Ülkemizde, gerçekten bu tür çalışmalar yok denecek kadar
azdır. İnsan araştırıcı olarak adeta; “iğne ile kuyu
kazmak” zorunda kalır. Bu tür çalışmaları sürdürmek için
ekonomik ve sosyal olanakların dışında; “Eyüp sabrı” ve
kalplere sığmayacak “bilim aşkı” gereklidir.

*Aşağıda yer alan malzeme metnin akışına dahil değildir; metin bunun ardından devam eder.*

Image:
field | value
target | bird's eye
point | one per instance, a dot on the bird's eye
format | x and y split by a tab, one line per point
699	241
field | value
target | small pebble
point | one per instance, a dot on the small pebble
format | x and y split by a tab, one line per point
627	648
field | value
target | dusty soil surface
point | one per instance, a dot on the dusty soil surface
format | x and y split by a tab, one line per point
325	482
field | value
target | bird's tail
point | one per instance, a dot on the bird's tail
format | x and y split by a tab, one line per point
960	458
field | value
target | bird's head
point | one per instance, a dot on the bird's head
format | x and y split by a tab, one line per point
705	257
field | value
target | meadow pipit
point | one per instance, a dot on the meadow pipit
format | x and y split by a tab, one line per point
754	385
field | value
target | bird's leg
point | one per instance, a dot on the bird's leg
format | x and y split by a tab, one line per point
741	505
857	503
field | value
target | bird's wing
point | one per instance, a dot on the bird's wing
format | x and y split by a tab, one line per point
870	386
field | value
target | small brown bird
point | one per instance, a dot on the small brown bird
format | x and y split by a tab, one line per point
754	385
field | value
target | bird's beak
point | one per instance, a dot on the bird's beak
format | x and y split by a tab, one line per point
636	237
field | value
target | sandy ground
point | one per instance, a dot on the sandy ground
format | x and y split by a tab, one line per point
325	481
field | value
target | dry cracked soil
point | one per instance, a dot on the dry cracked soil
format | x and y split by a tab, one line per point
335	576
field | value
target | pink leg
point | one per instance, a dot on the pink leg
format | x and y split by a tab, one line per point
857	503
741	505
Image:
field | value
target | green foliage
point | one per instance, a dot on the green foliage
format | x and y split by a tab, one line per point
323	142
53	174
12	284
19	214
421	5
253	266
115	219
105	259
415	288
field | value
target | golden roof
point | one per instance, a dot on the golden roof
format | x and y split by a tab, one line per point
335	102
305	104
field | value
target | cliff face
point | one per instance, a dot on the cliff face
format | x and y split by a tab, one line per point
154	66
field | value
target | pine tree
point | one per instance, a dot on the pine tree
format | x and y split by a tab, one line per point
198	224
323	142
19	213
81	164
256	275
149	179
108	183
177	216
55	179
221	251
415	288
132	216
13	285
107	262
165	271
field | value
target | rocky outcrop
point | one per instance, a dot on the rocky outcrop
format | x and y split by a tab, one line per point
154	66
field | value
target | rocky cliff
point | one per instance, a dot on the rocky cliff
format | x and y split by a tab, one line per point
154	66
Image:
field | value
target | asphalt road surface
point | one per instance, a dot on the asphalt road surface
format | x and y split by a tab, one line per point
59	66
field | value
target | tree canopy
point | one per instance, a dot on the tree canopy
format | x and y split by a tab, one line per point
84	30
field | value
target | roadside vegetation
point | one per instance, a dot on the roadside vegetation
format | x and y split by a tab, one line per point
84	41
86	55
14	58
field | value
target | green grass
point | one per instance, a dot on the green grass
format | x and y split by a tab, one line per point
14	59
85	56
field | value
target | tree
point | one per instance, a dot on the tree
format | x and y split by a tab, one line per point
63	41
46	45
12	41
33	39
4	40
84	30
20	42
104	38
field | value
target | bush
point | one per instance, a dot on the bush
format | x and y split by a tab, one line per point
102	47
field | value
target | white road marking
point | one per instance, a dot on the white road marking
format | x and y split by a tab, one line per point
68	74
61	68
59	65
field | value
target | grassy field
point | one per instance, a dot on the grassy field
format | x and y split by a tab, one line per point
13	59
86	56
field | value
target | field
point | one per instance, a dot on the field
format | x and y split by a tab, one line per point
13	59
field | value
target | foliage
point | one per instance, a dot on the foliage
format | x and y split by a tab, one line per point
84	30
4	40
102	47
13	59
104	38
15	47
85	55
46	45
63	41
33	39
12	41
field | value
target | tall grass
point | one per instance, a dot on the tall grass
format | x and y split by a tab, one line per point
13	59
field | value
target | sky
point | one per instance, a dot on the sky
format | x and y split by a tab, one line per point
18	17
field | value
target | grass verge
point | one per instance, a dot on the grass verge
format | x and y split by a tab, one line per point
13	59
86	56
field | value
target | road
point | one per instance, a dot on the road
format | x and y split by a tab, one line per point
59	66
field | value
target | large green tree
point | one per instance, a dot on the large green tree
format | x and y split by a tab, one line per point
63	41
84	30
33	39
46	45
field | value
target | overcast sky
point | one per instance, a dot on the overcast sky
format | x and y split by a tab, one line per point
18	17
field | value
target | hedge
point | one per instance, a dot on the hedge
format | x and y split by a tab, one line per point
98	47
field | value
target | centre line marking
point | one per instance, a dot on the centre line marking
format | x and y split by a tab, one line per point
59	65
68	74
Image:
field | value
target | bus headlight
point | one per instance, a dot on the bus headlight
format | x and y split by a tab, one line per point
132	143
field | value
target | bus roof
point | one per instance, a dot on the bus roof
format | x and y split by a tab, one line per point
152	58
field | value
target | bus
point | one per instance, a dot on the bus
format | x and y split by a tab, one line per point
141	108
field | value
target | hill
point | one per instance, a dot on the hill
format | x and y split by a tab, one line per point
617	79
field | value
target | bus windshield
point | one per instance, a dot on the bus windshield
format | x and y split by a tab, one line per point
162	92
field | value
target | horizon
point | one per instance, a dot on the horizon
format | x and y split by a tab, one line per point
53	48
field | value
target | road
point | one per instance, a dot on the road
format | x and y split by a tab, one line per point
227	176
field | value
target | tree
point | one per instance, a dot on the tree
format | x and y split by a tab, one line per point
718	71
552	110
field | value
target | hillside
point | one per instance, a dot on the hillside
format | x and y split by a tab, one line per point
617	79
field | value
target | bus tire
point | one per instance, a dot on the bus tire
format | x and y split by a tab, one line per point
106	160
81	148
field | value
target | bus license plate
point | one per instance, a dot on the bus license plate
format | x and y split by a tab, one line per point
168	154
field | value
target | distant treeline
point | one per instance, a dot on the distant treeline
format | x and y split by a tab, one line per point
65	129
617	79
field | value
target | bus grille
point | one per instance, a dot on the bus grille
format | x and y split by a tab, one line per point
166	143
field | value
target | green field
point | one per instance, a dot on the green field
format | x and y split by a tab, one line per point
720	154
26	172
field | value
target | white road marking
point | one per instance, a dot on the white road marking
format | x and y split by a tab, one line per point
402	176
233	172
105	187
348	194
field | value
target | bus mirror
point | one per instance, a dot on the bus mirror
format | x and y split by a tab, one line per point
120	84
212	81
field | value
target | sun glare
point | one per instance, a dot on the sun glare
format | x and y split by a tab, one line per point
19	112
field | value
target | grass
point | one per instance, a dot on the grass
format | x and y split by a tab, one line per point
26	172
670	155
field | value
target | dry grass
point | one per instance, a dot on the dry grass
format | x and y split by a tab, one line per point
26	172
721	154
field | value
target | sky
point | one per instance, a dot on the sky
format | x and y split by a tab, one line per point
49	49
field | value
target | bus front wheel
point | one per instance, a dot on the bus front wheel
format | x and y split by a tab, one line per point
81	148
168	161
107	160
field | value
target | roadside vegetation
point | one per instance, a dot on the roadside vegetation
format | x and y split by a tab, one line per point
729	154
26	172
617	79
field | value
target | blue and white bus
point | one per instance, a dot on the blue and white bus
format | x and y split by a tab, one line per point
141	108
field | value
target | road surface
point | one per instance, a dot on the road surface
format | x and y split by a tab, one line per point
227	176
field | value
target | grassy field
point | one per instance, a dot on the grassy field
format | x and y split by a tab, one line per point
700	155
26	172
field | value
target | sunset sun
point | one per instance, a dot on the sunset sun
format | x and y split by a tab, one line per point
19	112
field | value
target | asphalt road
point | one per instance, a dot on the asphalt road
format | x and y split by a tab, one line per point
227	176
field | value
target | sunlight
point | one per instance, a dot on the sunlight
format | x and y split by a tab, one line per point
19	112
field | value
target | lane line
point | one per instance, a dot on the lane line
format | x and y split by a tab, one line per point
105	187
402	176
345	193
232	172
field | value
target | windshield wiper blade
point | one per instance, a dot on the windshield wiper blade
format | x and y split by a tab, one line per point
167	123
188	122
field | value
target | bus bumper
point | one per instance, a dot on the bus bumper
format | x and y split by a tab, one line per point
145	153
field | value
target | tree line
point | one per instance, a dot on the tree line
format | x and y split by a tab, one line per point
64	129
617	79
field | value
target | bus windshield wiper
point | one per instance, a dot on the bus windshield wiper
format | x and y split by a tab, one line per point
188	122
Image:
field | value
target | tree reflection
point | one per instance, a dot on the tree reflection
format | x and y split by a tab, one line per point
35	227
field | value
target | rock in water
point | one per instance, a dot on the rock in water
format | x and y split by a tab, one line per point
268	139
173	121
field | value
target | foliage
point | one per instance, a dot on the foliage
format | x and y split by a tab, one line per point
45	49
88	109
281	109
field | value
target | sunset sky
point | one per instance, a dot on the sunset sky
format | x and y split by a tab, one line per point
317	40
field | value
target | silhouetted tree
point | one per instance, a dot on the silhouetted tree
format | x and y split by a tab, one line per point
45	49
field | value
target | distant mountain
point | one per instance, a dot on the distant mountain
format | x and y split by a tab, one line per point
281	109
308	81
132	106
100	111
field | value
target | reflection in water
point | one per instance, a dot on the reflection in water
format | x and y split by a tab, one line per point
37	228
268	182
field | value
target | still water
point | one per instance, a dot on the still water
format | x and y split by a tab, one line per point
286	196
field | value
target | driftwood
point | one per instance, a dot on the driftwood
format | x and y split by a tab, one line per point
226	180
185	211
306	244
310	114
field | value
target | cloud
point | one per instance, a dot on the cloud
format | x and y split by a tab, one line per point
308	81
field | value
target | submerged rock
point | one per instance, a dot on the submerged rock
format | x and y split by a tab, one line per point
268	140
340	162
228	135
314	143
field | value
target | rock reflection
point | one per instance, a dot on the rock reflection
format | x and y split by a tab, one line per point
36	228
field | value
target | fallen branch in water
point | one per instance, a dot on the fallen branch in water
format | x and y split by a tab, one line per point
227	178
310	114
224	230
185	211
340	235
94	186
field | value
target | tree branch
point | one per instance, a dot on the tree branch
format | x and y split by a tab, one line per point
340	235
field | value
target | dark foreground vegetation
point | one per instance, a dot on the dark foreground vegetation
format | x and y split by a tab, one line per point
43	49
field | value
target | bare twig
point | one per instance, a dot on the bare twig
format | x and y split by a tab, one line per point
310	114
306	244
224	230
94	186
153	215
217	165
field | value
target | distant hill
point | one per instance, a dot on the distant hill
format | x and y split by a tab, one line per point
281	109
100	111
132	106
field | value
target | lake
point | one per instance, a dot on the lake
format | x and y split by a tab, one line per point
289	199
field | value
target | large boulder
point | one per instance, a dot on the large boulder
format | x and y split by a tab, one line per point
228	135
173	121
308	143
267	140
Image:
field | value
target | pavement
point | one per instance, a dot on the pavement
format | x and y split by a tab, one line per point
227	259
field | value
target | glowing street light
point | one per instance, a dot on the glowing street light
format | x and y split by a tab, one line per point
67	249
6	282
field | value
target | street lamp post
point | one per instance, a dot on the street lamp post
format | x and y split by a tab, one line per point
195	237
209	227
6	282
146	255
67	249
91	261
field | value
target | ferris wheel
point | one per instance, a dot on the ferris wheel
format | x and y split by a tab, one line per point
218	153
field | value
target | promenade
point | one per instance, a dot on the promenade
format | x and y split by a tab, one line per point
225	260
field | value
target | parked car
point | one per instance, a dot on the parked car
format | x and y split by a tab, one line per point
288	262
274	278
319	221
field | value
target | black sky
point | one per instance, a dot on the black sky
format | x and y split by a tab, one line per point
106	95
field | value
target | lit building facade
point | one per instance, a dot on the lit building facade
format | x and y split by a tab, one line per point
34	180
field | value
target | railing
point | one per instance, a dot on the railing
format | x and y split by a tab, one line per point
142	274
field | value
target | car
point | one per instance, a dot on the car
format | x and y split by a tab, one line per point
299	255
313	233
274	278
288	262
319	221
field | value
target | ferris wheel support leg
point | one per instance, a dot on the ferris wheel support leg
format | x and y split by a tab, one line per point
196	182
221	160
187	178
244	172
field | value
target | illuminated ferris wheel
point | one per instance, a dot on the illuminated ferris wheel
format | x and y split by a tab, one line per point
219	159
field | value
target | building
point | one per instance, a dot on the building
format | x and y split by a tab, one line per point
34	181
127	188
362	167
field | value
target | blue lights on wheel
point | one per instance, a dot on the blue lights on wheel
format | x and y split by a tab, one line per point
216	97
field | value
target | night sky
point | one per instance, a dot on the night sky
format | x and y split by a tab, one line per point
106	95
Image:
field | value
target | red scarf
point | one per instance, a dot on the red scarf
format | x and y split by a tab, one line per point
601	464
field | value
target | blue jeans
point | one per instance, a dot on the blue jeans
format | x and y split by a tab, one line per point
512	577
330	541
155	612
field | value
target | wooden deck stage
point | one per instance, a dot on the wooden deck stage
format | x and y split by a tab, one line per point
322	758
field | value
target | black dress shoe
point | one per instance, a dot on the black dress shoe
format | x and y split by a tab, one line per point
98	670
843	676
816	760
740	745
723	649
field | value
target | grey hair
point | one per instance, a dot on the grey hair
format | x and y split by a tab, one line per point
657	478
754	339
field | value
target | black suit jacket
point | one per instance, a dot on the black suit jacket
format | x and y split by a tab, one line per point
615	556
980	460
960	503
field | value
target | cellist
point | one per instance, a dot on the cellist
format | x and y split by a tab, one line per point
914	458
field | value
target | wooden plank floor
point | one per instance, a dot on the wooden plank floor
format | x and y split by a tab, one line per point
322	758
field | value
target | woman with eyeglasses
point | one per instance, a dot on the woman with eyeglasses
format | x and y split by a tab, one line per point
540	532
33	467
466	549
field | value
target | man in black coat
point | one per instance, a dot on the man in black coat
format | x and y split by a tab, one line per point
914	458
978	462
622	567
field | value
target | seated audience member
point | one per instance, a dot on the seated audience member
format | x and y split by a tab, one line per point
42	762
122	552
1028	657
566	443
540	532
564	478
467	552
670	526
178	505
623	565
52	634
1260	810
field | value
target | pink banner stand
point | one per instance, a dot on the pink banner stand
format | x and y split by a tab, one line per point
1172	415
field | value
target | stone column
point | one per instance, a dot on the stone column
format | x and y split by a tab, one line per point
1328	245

Çerkes Ethem Olayı kitabı, siyaset bilimi disiplininde
benim master tezim idi. Konu ile ilgili bu güne kadar
yayınlanmış kitap sayısı üçü geçmez. Topal Osman Olayı
ile ilgili de bugüne kadar yayınlanmış benimki dışında
iki kitap vardır. Birincisi; yörede Giresun’da bir
öğretmen Erden Menteşoğlu’nun yazdığı bir kitapçık.
Diğeride Kadir Mısırlıoğlu adlı bir yazarın yazdığı,
Topal Osman ve Mustafa Kemal karşıtı bir kitaptır.
Topal Osman Olayı kitabının araştırma safhası yaklaşık
beş yıl sürdü. Tahminen 5- 6 kez bölgeye gittim. Sahada
bizzat gözlemlerde bulundum. Yaşlı kuşaktan onlarca kişi
ile konuştum. Halk arasında değişik kesimlerden
insanları dinledim. Bu gözlemlerden dört kişi ile
yaptığım söyleşiyi fotoğrafları ile kitabın ekler
bölümüne koydum. Konu ile ilgili adeta bir “Osman Ağa
Fotoğraf Arşivi” oluştu. Konu ile ilgili direkt veya
dolaylı ulaşabildiğim tüm kaynakları okudum.
Topal Osman Olayı ile ilgili; TBMM tutanakları ve konu
ile ilgili yayınlanmış tüm kitaplara başvurdum. Bu durum
kitabı okuyanlarca görülecektir. M.Kemal Atatürk, Ali
Fuat Cebesoy, Rıza Nur, Falih Rıfkı, Rauf Orbay, Mahir
İz, Feridun Kandemir, Mahmut Goloğlu, Hasan İzzettin
Dinamo, Sabahattin Selek, Doğan Avcıoğlu, Tevfik
Bıyıklıoğlu başvurduğum kaynaklardan bazılarıdır.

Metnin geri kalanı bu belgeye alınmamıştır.